Infectious diseases >>>> Purulent meningitis
Purulent meningitis.
The inflammatory process of the membranes of the brain or spinal cord, provoked by a bacterial infection, is called "bacterial meningitis" or purulent meningitis, in contrast to serous meningitis caused by a viral infection. The disease occurs in various age categories. Among the various factors that create favorable conditions for the development of the disease, the most tangible role is played by:
- Decreased immune system responses
- Craniocerebral trauma,
- Surgical interventions.
Bacterial meningitis can develop as an independent disease when its onset is preceded by a bacterial infection of the pharynx or nasal cavity, which hematogenously moves to the meninges, or arises as a secondary disease, which was preceded by the presence of a focus of infection in the body, from which the infection by the hematogenous or lymphogenous route has moved to the membranes brain (for example, with purulent diseases of ENT organs, in the presence of abscesses).
Bacterial meningitis is characterized by varying degrees of severity of the course (mild, moderate and severe) and features of the development of the disease (acute, fulminant, abortive, recurrent).
Signs of purulent meningitis:
Acute purulent meningitis begins with chills, a sharp rise in temperature to 39-40 °, with increasing intense headache, vomiting, the appearance of a petechial rash on the skin, can proceed with convulsions, psychomotor agitation. A characteristic sign of meningitis is considered to be a set of shell symptoms - meningeal syndrome.
Abortive purulent meningitis develops sharply, but, before reaching the full development of the disease, it abruptly breaks off and ends with recovery.
Recurrent purulent meningitis (currently rare) is characterized by a relapse of the disease against the background of an apparent recovery after 5-7 days.

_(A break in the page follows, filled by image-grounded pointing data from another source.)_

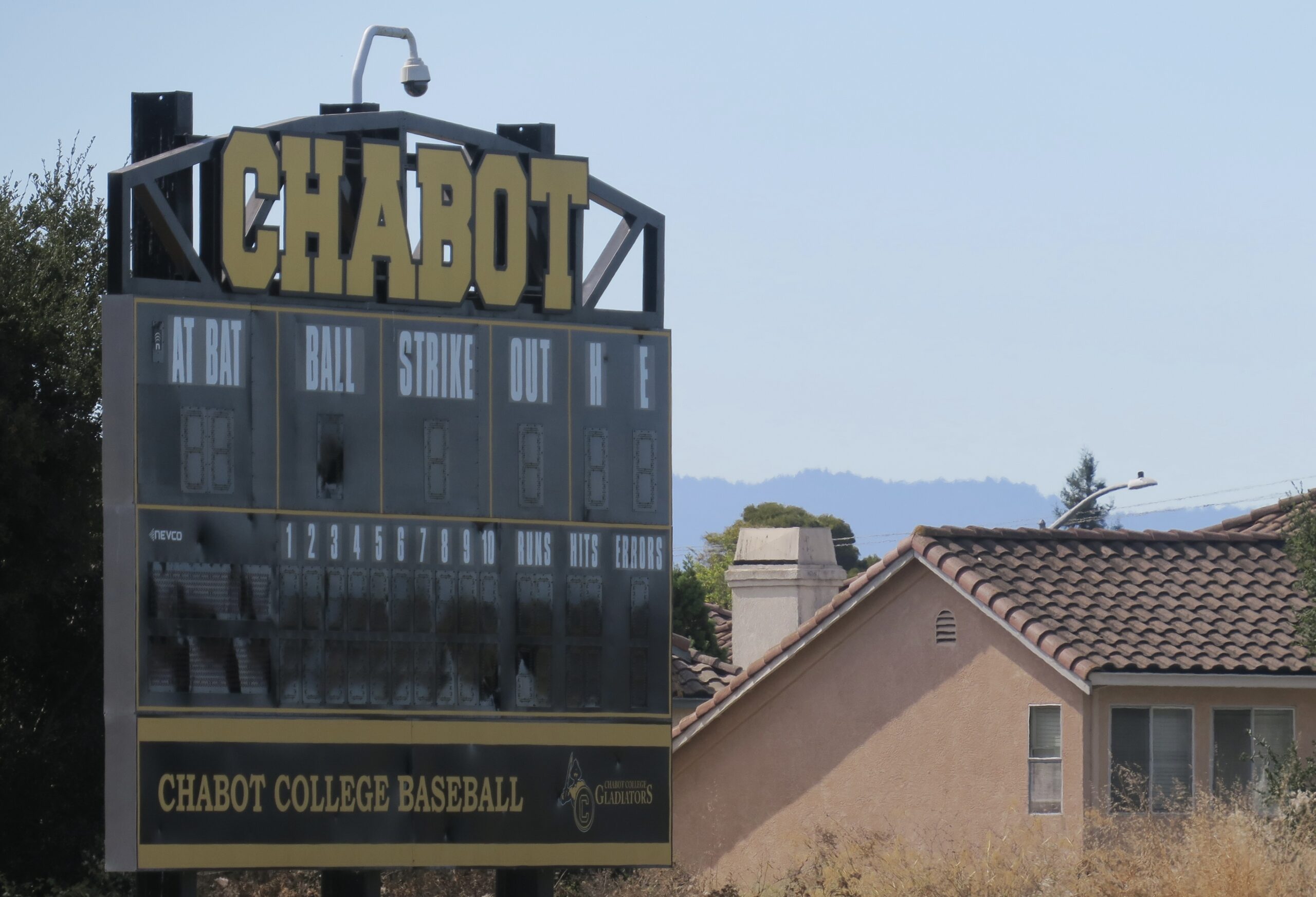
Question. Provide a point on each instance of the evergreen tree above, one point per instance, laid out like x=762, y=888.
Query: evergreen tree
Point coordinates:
x=1080, y=484
x=1301, y=547
x=689, y=615
x=52, y=278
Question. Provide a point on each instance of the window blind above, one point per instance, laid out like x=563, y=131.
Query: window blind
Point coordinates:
x=1172, y=757
x=1044, y=759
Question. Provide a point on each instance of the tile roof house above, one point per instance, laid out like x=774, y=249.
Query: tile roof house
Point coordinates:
x=977, y=678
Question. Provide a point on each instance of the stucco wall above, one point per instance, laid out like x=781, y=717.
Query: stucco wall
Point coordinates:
x=1203, y=702
x=874, y=726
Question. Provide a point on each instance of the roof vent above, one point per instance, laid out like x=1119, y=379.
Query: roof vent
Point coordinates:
x=945, y=628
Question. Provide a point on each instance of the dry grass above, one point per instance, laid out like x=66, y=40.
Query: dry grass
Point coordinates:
x=1213, y=851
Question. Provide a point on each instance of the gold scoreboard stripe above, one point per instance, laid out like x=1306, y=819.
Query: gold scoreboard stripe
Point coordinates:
x=400, y=731
x=227, y=856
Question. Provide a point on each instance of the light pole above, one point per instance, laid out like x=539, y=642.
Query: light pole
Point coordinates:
x=1138, y=483
x=415, y=71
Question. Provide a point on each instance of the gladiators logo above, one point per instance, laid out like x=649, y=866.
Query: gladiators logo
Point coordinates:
x=577, y=794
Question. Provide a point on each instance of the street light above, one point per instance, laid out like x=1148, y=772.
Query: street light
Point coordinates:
x=1138, y=483
x=415, y=71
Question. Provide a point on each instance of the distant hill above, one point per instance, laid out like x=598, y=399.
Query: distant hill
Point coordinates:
x=882, y=512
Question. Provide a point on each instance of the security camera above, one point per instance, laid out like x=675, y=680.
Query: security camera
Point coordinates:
x=415, y=77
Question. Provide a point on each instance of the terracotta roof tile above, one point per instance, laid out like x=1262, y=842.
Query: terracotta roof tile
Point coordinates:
x=722, y=620
x=1270, y=519
x=695, y=674
x=1218, y=600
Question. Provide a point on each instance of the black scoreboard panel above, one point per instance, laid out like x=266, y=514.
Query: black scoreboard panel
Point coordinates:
x=348, y=511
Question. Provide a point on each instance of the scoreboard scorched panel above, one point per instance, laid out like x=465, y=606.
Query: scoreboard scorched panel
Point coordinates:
x=396, y=511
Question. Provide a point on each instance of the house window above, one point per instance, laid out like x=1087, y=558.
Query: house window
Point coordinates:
x=1239, y=736
x=1150, y=758
x=1044, y=759
x=945, y=628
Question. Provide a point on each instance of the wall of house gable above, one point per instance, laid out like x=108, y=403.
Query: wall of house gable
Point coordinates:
x=1203, y=702
x=874, y=726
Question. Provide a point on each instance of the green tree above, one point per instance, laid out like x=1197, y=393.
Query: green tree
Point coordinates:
x=52, y=278
x=1080, y=484
x=689, y=615
x=719, y=549
x=1301, y=547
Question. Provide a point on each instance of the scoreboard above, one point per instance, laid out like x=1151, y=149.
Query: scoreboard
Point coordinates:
x=387, y=579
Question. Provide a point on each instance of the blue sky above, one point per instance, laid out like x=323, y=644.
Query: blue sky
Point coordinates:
x=910, y=241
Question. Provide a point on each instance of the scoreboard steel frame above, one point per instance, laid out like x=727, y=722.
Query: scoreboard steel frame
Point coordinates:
x=387, y=583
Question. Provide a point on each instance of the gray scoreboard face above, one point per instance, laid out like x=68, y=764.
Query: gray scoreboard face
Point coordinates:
x=386, y=585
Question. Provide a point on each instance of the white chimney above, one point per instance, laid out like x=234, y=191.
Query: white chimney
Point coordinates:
x=778, y=579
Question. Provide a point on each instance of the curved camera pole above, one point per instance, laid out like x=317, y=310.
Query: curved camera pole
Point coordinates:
x=358, y=69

Fulminant purulent meningitis develops extremely quickly (from several hours to two to three days) with an increase in temperature up to 40-41 °, with a petechial rash. The lethal outcome occurs as a result of acute intoxication due to the rapid disintegration of meningococci. Cerebral edema and degenerative changes in brain tissue develop, but purulent processes are not detected.
In addition to the symptoms described above, with purulent meningitis , dysfunction of the cranial nerves is possible, which can lead to double vision, visual disturbances, drooping of the upper eyelids, and sometimes facial neuralgia. If the inflammatory process affects not only the lining of the brain, but also the medulla itself, meningoencephalitis develops with paralysis, impaired sensitivity, reflex disorders, and increased muscle tone.
Treatment for purulent meningitis requires a hospital stay. The patient undergoes lumbar puncture and bacterial examination of the cerebrospinal fluid. Depending on the identified pathogen, antibiotic therapy is prescribed (Ampicillin, cephalosporins, aminoglycosides). To prevent cerebral edema, dehydration is carried out (Mannitol, Furosemide), inflammatory reactions are quenched with glucocorticosteroids (Prednisolone, Dexamethasone). To prevent infectious and toxic shock, infusion therapy is performed. In addition to etiotropic treatment, vitamin therapy is carried out, according to the symptoms, nootropic drugs, tranquilizers, anticonvulsants are prescribed.